Private sector participation in the state-owned SA Post Office has moved a step closer with the issuance of a request for information (RFI) on Thursday by the department of communications & digital technologies.
The aim of the RFI is to gauge private sector interest in strategic partnerships with the Post Office, which is soon to exit the business rescue process it has been under for about two years and which has cost over R250m. Branches were closed and workers retrenched in the process.
Minister of communications & digital technologies Solly Malatsi said in reply to questions in the National Council of Provinces (NCOP) that the Post Office could not permanently rely on the state for its survival and “needs to embrace private partnerships which could leverage its strengths, including the size and depth of its infrastructure”.
The government has sunk billions of rand into the Post Office over the years to keep it afloat. “The future is around private partnerships,” Malatsi stressed.

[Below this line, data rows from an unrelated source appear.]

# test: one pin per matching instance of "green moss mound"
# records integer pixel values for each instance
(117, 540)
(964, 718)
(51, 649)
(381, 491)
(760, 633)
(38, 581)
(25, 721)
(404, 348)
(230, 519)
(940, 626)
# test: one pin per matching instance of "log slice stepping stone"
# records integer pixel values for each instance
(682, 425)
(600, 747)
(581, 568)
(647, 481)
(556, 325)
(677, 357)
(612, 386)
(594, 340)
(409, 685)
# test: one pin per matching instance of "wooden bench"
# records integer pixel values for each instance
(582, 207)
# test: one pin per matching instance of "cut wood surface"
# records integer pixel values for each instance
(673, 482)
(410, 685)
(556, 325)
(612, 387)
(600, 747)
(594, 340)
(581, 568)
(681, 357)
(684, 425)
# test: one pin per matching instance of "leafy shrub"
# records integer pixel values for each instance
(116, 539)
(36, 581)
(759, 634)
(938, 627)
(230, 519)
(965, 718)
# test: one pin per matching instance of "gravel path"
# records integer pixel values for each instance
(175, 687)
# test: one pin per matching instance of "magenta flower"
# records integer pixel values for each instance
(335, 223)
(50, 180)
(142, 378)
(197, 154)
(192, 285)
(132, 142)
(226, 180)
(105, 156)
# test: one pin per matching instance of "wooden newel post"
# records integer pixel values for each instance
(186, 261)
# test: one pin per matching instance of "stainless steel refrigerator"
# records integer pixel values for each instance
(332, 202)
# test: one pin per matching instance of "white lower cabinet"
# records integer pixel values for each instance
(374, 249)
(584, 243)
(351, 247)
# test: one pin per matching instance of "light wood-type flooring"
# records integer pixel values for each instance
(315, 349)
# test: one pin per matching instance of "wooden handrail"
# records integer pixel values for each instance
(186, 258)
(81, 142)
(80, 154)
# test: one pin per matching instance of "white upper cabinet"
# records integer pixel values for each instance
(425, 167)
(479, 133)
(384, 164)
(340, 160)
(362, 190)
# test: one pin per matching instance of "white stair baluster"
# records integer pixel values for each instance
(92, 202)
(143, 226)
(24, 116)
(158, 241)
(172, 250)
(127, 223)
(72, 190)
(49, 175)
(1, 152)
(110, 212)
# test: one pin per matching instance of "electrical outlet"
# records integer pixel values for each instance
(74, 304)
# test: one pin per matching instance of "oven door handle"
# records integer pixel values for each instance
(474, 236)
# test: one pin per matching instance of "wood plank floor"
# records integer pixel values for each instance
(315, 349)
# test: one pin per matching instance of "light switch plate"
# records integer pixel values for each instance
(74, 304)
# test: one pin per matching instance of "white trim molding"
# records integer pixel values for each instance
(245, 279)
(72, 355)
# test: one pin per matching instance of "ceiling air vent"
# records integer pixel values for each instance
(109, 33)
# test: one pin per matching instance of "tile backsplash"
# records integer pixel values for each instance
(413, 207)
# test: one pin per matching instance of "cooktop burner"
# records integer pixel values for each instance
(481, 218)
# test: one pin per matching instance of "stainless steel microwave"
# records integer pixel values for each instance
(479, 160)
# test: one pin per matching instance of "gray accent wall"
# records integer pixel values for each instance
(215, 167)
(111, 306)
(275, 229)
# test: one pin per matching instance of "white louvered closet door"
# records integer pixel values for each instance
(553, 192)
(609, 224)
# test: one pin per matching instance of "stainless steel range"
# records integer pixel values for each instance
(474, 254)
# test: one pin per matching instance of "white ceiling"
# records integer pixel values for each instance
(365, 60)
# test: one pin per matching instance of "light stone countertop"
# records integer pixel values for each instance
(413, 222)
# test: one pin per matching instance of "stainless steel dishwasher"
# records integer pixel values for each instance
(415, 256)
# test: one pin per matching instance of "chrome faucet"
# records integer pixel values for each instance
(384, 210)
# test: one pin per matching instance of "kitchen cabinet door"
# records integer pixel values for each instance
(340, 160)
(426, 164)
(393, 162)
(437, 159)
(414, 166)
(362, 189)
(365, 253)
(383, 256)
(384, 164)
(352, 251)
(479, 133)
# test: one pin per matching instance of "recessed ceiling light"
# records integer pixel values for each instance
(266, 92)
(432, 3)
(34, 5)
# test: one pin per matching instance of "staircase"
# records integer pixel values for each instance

DA MP Nicolaas Pienaar welcomed Malatsi’s announcement, saying it was “most exciting news”. Private sector participation would be key to the success of the Post Office, he added.
The RFI notice on the department’s website notes that the Post Office “has a well-documented history of financial instability but is expected to exit business rescue soon.

“The reason for this instability is, at least in part, that the nature of postal services has changed significantly over time, but the Post Office has been unable to transition from a traditional postal services provider to a hybrid logistics and digital platform provider.”
It said private sector partnerships with the Post Office could include revenue-share agreements, joint ventures, build-operate-transfer arrangements, infrastructure leases or managed service contracts.
The aim was “to ensure effective and efficient service delivery to SA citizens and operational efficiency and a fit-for-purpose and viable entity”.
Also targeted were digital transformation and arrangements that introduced innovation, investment and operational value for the business.
Possible areas of private sector participation — which the RFI notice said could also assist companies in extending their reach and their own services portfolio — included postal and courier services, digital platforms, financial inclusion, government service delivery and infrastructure.
“The responses may pertain to technology solutions, platforms, physical infrastructure, operating models, service delivery enhancements or value-added services,” the RFI notice said.
Partnerships, the notice added, were essential for the modernisation of its core systems and for launching and scaling digital platforms, including financial services; monetising infrastructure; and reducing fixed costs by diversifying operations through managed service and leasing models in areas such as fleet, retail and IT infrastructure.
Interested parties are also invited to demonstrate how private capital and expertise could enhance the range of services provided through, or using, acquiring, or leasing the Post Office’s national branch, logistics and digital infrastructure, including all related resources.
The Post Office is the only designated operator legally permitted and licensed to provide reserved postal services as outlined in the Postal Services Act.
The department will hold a briefing session on the RFI with interested parties on December 10 in Pretoria.
Malatsi said the business rescue practitioners had indicated that the majority of the conditions imposed by the court had been met and they wanted to exit business rescue. The department supported this but wanted to make sure there was no vacuum of leadership. The process of appointing a board was under way.